Seit über einem Jahrzehnt ist auch im Bergischen Land zu beobachten, dass wir über keine stabilen Feldlerchen-, Kiebitz- oder Rebhuhnbestände mehr verfügen. Ein Aufruf des RBN, uns entsprechende Vorkommen im Rheinisch-Bergischen Kreis zu benennen, blieb erfolglos – es sind einfach keine Tiere mehr da. Ein Beispiel: Die letzte Kiebitz-Kolonie in Leichlingen, die in einem Erdbeerfeld zu finden war, ist schon lange weg, es bedurfte nicht mal eines neu geplanten Golfplatzes, denn die Intensivbewirtschaftung für kostengünstige Discounter-Erdbeeren reichte zur Vertreibung aus.
Nun ist ein wahrer Boom in ganz Deutschland ausgebrochen – „helft den Bienen“, lautet die Botschaft. Das fleißige Tierchen hat einen ungeahnten Symbolwert erreicht, Imker erfreuen sich zunehmender Aufmerksamkeit, erreichen Jugendliche und junge Familien. Dabei, so stellen die Naturschützer auch vom RBN fest, geht es der Honigbiene von nahezu allen Insekten noch am besten. Die Honigbiene findet in Gärten und Siedlungen, aber auch an Ortsrändern noch genügend Blühpflanzen, um sie zu bestäuben. Was aber ist mit den Wildbienen? Sind wir uns bewusst, dass sie einen ganz erheblichen Anteil an der Bestäubung tragen? Die Wildbienen sind auf ganz bestimmte Pflanzengesellschaften und Lebensräume angewiesen, von denen es durch den grassierenden Flächenverbrauch und die um sich greifenden Monokulturen in der Landschaft immer weniger gibt. Und ähnlich wie den Wildbienen ergeht es allen Insekten. Und wo es keine Insekten mehr gibt, geht die Nahrungsgrundlage für Vögel verloren.

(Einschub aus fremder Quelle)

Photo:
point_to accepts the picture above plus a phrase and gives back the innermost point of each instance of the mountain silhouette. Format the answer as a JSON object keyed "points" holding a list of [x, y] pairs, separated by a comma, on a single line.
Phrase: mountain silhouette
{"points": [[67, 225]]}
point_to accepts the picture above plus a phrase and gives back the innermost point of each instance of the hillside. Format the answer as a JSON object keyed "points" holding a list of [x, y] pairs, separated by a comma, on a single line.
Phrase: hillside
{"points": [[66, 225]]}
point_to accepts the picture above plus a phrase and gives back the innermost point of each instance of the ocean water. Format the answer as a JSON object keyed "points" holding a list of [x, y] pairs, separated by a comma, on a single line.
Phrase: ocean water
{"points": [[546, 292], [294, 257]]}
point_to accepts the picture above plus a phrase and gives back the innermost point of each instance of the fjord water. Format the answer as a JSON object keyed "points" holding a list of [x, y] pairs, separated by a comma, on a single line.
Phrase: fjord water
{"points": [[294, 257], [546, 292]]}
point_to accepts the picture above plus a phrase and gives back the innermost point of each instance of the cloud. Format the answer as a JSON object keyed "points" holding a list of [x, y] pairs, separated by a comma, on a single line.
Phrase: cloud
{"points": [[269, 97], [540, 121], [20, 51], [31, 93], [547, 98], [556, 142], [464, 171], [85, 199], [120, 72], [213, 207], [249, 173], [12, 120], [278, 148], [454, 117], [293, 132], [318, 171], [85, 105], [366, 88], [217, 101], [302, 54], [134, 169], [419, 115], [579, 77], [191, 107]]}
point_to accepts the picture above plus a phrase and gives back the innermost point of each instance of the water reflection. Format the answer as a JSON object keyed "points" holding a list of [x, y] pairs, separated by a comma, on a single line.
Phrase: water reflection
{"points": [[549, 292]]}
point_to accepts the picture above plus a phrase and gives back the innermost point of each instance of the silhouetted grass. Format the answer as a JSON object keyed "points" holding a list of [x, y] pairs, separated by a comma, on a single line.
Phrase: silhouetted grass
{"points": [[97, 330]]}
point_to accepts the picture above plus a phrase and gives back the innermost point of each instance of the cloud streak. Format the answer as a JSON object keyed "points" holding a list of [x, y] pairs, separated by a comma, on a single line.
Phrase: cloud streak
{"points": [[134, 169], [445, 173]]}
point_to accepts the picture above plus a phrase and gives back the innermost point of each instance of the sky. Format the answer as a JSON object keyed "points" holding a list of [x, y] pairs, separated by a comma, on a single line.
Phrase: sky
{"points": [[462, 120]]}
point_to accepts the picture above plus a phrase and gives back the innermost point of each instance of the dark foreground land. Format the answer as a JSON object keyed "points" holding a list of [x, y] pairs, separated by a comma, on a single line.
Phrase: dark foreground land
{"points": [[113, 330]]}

Die Populationen der Vögel brechen zusammen.
Das Grünland ist im Bergischen Land ein prägendes Landschaftsbild, aber leider setzen die Bauern monotones Grünpflanzensaatgut zur maximalen Erzeugung von Viehfutter an. Wie viele der auf dem Grünland wachsenden Pflanzen blühen noch? Vielleicht noch Löwenzahn und Wiesenschaumkraut, falls sie überhaupt zum Blühen kommen und nicht schon vorher dem ersten Silageschnitt zum Opfer fallen. Blühende Blumenwiesen, ein früheres Merkmal der bäuerlichen Landwirtschaft, sind zur absoluten Seltenheit geworden. Wo es sie gibt, sind sie meist an Standorten, die für die heutige Landwirtschaft nur schwer mit großen Maschinen zu bewirtschaften sind. Manchmal findet man blühende Blumenwiesen als Bestandteil des Kulturlandschaftsprogramms – das heißt, für diese Art der Nutzung bekommt der betreffende Landwirt einen finanziellen Ausgleich. Blühende Blumenwiesen reduzieren die Effizienz der Landwirtschaft. Sie bedeuten einen Aufwand, genauso wie Blühstreifen entlang der Feldwege, der Gemeindestraßen, der Ackerraine, ebenso wie Hecken, die die Landschaft gliedern und für Vögel, Insekten und Kleingetier Rückzugs- und Lebensraum sind. Die Blumenwiesen und Hecken mussten im Zuge wegen der Intensivierung der Landwirtschaft durch Maschinen in den vergangenen Jahrzehnten weichen. Jetzt kostet es Überzeugung, Kraft und Geld für Anpflanzung und Unterhalt, wenn sie den Naturhaushalt wieder neu beleben sollen.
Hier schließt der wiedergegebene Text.